The film also posits that the meeting was called in order to elevate Vito Genovese as a top boss; however, to this day, no one knows what actually took place or was discussed. They didn’t have cell phones or mini-cameras back then. Urban legend still passes as factual history.
And isn’t it ironic that in 2025 the term ‘conspiracy theory’ is considered hollow and suspect? Yet the ‘conspiracy theory’ of a national, omnipotent, shadowy, criminal organization called the “Mafia” or “Cosa nostra,” with alleged tentacles controlling crime in all 50 states, is never challenged as absurd. What America has, and has always had, was organized crime. The Italians were participants, not creators. Frank Costello alludes to this in the film. He says that “today (re: the 1960s) it’s just dribs and drabs. Those days are over.” He is correct.
Italian Americans, we are told, have totally assimilated into American society—politically, economically, and socially. Their kids go to college, they live in the suburbs, they continue to live the American Dream. Our fellow Americans accept us, even though crude mob and buffoon jokes abound.
Well, Hollywood doesn’t accept us. Films like Alto Knights (and The Godfather and Goodfellas and Casino and A Bronx Tale and Donnie Brasco and TV series like The Sopranos) portray us as un-American. We are the American Nightmare. We achieved our success in America through crime.
Actors like Dumb Niro (and Chazz Palminteri and Joe Pesci and Al Pacino and the “Sopranos” cast, et. al) are part of the problem, not the solution.

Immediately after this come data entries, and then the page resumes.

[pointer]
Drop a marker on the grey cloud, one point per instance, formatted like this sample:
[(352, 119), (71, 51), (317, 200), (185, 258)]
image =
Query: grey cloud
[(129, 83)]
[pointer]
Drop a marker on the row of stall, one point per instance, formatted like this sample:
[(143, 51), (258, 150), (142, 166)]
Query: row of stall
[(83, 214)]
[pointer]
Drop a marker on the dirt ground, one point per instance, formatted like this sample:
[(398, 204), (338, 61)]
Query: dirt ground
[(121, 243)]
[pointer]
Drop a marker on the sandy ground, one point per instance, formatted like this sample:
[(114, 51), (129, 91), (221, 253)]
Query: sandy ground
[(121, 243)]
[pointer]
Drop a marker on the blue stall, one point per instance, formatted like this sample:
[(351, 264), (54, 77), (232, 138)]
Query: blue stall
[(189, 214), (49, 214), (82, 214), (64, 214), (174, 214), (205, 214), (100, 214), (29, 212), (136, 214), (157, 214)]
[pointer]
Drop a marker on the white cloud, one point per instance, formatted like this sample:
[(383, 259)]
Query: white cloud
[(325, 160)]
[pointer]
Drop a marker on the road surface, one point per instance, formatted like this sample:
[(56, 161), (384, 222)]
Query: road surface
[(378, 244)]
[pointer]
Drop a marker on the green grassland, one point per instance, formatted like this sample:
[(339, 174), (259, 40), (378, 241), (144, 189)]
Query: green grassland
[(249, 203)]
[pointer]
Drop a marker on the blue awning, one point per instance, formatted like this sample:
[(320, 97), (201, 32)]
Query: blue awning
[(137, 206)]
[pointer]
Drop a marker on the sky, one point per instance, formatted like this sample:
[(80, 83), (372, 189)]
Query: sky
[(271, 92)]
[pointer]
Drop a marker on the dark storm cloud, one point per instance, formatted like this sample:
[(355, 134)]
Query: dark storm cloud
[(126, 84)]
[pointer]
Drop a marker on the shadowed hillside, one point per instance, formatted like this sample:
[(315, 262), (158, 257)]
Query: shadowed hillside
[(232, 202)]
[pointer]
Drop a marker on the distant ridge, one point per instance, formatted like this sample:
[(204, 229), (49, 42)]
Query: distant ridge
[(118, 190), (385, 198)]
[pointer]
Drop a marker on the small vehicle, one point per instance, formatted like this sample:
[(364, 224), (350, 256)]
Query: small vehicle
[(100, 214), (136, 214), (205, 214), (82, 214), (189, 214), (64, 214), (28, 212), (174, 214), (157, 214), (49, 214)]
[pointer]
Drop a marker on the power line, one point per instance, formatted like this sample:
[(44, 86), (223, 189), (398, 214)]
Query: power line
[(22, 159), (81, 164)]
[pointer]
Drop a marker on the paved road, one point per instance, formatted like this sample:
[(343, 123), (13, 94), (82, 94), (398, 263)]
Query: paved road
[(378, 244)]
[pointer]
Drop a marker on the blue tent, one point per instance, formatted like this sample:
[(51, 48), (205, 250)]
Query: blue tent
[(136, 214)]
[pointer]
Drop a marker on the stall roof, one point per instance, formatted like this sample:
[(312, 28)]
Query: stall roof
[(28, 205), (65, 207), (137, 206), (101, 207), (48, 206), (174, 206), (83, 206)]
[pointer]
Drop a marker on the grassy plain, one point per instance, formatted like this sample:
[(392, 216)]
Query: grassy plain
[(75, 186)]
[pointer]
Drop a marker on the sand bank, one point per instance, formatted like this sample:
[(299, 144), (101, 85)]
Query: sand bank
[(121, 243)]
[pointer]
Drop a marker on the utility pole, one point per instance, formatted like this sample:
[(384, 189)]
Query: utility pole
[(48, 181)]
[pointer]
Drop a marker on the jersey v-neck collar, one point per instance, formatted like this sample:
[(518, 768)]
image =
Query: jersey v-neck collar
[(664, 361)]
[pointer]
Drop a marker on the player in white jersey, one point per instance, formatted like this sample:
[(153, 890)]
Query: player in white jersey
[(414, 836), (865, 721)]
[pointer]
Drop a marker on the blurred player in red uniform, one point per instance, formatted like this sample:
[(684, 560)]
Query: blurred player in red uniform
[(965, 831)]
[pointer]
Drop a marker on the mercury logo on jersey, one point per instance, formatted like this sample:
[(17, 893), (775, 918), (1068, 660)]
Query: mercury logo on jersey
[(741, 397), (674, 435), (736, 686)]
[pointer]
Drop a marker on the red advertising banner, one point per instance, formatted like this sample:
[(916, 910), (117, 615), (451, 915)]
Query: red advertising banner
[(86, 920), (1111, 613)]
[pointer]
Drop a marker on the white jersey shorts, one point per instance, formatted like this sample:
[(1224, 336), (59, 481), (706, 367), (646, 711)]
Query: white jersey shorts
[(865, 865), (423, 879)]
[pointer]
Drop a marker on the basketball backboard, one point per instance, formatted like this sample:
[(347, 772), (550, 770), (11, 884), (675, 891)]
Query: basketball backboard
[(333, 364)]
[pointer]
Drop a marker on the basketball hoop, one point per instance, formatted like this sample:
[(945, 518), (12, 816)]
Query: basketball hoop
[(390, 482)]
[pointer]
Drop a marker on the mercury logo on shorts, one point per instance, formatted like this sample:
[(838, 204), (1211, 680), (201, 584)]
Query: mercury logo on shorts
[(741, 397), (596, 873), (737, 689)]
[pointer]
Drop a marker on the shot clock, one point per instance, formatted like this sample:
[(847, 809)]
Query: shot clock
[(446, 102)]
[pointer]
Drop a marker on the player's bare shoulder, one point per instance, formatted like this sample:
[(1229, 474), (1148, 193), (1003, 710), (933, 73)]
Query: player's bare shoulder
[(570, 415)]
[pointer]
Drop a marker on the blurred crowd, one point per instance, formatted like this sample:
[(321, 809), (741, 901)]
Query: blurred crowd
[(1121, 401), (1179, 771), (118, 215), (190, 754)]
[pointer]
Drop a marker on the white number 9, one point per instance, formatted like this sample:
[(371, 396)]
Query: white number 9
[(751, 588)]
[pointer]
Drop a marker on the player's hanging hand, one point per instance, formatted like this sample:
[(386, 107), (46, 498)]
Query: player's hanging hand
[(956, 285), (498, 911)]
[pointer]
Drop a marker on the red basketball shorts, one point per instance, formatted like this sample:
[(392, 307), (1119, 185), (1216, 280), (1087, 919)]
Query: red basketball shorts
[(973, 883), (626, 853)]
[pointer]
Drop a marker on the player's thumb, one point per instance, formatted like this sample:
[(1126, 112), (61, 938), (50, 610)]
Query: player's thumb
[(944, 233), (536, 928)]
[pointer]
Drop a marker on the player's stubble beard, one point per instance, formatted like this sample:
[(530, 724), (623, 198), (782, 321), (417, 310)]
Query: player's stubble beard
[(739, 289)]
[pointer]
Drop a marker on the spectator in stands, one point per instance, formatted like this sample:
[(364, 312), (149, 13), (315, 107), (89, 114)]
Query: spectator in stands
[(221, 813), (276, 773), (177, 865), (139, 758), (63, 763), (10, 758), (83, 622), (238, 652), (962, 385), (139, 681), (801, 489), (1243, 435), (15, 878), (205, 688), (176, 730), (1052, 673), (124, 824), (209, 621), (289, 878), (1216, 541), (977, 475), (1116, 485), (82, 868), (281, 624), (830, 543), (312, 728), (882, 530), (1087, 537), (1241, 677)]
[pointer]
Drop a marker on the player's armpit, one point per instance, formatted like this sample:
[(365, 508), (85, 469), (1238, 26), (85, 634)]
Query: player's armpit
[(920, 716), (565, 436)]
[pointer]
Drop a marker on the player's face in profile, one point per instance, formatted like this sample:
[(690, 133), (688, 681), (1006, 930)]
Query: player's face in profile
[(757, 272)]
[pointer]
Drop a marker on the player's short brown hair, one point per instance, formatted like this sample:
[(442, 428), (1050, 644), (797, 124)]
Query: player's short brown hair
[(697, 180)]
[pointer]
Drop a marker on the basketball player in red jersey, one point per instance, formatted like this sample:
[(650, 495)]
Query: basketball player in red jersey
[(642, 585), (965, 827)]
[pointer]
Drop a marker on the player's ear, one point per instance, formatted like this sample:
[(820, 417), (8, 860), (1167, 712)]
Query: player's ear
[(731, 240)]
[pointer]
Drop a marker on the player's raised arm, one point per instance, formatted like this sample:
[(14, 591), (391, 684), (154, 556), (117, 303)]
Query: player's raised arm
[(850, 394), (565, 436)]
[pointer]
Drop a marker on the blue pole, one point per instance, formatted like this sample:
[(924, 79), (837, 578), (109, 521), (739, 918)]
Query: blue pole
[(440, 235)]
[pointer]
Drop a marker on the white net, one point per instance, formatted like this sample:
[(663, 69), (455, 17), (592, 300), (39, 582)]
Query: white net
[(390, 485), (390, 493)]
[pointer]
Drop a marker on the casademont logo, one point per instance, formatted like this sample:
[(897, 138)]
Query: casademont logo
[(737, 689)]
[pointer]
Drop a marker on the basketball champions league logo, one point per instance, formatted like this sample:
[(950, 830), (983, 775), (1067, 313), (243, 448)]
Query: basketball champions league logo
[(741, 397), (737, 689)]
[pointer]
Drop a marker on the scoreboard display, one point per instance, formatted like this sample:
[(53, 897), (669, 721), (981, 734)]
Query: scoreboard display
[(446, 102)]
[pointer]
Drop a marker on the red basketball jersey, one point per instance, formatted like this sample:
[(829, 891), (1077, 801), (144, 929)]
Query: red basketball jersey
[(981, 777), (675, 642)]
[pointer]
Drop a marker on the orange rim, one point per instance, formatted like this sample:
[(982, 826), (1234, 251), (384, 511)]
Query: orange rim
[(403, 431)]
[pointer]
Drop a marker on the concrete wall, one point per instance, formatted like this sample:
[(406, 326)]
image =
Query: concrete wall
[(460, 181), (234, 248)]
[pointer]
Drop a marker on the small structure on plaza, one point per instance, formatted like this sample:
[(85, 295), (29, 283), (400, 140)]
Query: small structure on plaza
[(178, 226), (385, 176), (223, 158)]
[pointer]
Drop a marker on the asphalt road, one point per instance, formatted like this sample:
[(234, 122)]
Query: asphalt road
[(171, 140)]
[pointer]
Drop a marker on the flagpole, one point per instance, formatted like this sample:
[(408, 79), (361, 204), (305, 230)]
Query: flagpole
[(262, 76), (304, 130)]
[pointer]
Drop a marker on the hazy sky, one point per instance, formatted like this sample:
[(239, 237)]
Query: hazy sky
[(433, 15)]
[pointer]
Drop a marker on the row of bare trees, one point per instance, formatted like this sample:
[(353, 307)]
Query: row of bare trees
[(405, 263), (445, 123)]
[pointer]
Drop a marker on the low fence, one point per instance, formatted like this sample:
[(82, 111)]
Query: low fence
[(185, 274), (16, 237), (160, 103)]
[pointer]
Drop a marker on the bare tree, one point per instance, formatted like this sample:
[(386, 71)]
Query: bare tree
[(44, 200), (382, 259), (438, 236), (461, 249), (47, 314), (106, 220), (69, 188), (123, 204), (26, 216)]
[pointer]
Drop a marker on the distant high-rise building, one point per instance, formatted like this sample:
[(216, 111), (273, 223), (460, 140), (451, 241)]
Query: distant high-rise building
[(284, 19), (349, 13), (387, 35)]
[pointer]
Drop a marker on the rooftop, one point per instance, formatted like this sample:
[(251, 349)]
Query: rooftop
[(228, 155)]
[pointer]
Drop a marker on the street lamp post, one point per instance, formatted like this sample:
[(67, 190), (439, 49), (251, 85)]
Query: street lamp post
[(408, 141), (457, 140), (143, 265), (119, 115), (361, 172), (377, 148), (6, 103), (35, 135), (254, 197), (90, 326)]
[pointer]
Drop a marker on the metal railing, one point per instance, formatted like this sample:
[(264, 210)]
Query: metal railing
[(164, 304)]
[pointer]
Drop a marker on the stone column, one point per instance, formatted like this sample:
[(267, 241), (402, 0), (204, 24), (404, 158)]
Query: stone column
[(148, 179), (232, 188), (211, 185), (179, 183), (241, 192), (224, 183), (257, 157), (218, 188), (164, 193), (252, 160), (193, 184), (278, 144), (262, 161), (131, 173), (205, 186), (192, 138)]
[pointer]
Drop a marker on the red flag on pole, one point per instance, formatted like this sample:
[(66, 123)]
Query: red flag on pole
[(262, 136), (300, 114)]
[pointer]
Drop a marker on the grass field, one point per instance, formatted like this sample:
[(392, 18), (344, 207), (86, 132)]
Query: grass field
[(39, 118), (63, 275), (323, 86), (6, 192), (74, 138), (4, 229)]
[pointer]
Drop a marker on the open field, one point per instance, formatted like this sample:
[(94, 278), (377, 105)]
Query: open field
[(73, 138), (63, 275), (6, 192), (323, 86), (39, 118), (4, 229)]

And Alto Knights perpetuates this “alto-nate” view of our community. -BDC
It really is crazy making….I happened to read a review in a SF Paper noting what a “great movie it is….” like we were talking about an engaging tale of two boyhood chums who became famous…..I keep saying though, these are values that engages mainstream America, and reflects more about our society, than true Italian American life…
Still it takes a lot of energy to always have to call attention to these dynamics…..and of course why some partially removed generations would rather not associate with Italian American culture, until their first trip to Italy…..then they skip over the truly fascinating saga of Italian American history in favor of a gondola ride!!!! thank you for your perseverance, being italian American and having to deal with this stuff, requires a lot of tenacity….
DeNiro had a 7-minute interview on CBS Mornings concerning the movie and, as is typically the case for every new mob movie, the media exudes great excitement about the movie and its “artistic achievement”. Also, the 4th season of the flop, “Godfather of Harlem”, was announced.
OOFAA!! I hope all these Hollywood Italian Americans retire very soon. In the meantime, I’ll boycott their movies. I’m ashamed of them. They should be ashamed of themselves, but I don’t think they have the brains!
Ever heard of the phrase “familiarity breeds contempt”? Not with Italian mob movies. They truly are the film equivalent of crack cocaine. Critics/viewers are addicted.
The mob genre has been, and will continue to be, a source of new movies, ad infinitum. Consider a yet-to-be-released Scorsese movie starring Dwayne Johnson, which takes place in Hawaii. Johnson’s character is a Hawaii native mob boss who is at war with mainland Mafiosi that want to cut in on his lucrative illegal activities.